Enolase from Trypanosoma brucei, from the amitochondriate protist Mastigamoeba balamuthi, and from the chloroplast and cytosol of Euglena gracilis: pieces in the evolutionary puzzle of the eukaryotic glycolytic pathway.

Abstract

Genomic or cDNA clones for the glycolytic enzyme enolase were isolated from the amitochondriate pelobiont Mastigamoeba balamuthi, from the kinetoplastid Trypanosoma brucei, and from the euglenid Euglena gracilis. Clones for the cytosolic enzyme were found in all three organisms, whereas Euglena was found to also express mRNA for a second isoenzyme that possesses a putative N-terminal plastid-targeting peptide and is probably targeted to the chloroplast. Database searching revealed that Arabidopsis also possesses a second enolase gene that encodes an N-terminal extension and is likely targeted to the chloroplast. A phylogeny of enolase amino acid sequences from 6 archaebacteria, 24 eubacteria, and 32 eukaryotes showed that the Mastigamoeba enolase tended to branch with its homologs from Trypanosoma and from the amitochondriate protist Entamoeba histolytica.
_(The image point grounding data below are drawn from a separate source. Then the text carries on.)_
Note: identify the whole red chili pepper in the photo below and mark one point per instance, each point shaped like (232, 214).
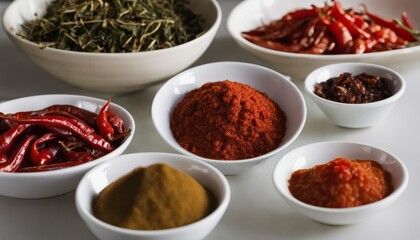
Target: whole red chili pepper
(77, 127)
(104, 127)
(340, 14)
(17, 156)
(406, 21)
(41, 155)
(116, 121)
(72, 156)
(3, 157)
(339, 31)
(51, 167)
(8, 137)
(301, 14)
(85, 115)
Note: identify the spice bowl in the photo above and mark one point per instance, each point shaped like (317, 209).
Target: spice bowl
(313, 154)
(111, 72)
(49, 183)
(276, 86)
(247, 15)
(102, 175)
(356, 115)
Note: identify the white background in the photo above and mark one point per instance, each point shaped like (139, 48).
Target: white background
(256, 211)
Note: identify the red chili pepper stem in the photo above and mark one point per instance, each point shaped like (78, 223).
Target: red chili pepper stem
(45, 155)
(17, 157)
(8, 137)
(105, 128)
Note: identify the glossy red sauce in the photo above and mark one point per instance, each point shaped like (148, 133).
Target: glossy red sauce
(341, 183)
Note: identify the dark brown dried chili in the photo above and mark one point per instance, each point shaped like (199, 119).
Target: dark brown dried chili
(348, 88)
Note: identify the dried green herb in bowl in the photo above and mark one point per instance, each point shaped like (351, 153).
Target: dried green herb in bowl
(113, 26)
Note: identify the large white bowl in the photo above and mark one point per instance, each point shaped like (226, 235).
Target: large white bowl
(355, 115)
(111, 72)
(280, 89)
(320, 153)
(250, 14)
(101, 176)
(57, 182)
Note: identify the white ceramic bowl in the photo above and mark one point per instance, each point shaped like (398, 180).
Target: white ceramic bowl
(99, 177)
(355, 115)
(111, 72)
(319, 153)
(276, 86)
(57, 182)
(250, 14)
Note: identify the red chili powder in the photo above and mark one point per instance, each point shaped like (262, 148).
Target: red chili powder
(341, 183)
(228, 121)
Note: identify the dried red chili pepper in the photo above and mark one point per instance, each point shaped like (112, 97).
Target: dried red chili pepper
(405, 20)
(116, 121)
(41, 155)
(301, 14)
(104, 127)
(341, 33)
(72, 156)
(77, 127)
(340, 14)
(17, 156)
(3, 157)
(85, 115)
(65, 109)
(8, 137)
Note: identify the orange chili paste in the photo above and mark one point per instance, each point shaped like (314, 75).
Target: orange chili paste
(228, 121)
(341, 183)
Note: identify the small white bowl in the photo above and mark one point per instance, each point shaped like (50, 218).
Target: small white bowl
(111, 72)
(57, 182)
(280, 89)
(355, 115)
(250, 14)
(320, 153)
(101, 176)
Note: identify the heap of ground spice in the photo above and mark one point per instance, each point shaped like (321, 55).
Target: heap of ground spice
(228, 121)
(153, 198)
(341, 183)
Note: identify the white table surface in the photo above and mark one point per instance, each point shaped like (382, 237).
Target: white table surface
(256, 211)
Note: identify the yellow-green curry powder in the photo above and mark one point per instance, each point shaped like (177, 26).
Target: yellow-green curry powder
(153, 198)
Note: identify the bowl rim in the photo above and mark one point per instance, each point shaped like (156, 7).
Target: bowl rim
(81, 167)
(394, 97)
(385, 201)
(222, 205)
(175, 145)
(236, 34)
(212, 29)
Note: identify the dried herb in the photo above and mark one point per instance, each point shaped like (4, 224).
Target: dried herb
(114, 25)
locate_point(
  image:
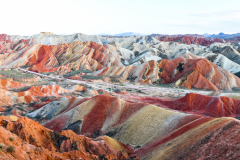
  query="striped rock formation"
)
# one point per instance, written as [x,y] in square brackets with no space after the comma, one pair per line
[27,139]
[195,104]
[197,73]
[77,55]
[160,133]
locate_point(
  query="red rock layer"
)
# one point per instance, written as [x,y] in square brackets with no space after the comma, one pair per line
[161,134]
[191,40]
[197,73]
[30,140]
[198,104]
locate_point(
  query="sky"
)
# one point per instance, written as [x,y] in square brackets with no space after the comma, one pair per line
[28,17]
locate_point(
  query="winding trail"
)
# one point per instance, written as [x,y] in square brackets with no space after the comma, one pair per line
[118,86]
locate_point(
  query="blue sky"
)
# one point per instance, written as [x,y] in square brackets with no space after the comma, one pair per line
[27,17]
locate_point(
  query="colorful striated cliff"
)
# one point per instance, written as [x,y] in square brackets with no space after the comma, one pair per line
[156,132]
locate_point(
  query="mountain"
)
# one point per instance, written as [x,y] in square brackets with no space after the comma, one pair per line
[222,35]
[126,34]
[119,97]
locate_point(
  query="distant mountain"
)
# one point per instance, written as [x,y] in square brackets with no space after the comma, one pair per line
[221,35]
[207,35]
[124,34]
The compartment-specific isoenzymes in Euglena arose through a gene duplication independent of that which gave rise to the compartment-specific isoenzymes in Arabidopsis, as evidenced by the finding that the Euglena enolases are more similar to the homolog from the eubacterium Treponema pallidum than they are to homologs from any other organism sampled. In marked contrast to all other glycolytic enzymes studied to date, enolases from all eukaryotes surveyed here (except Euglena) are not markedly more similar to eubacterial than to archaebacterial homologs. An intriguing indel shared by enolase from eukaryotes, from the archaebacterium Methanococcus jannaschii, and from the eubacterium Campylobacter jejuni maps to the surface of the three-dimensional structure of the enzyme and appears to have occurred at the same position in parallel in independent lineages.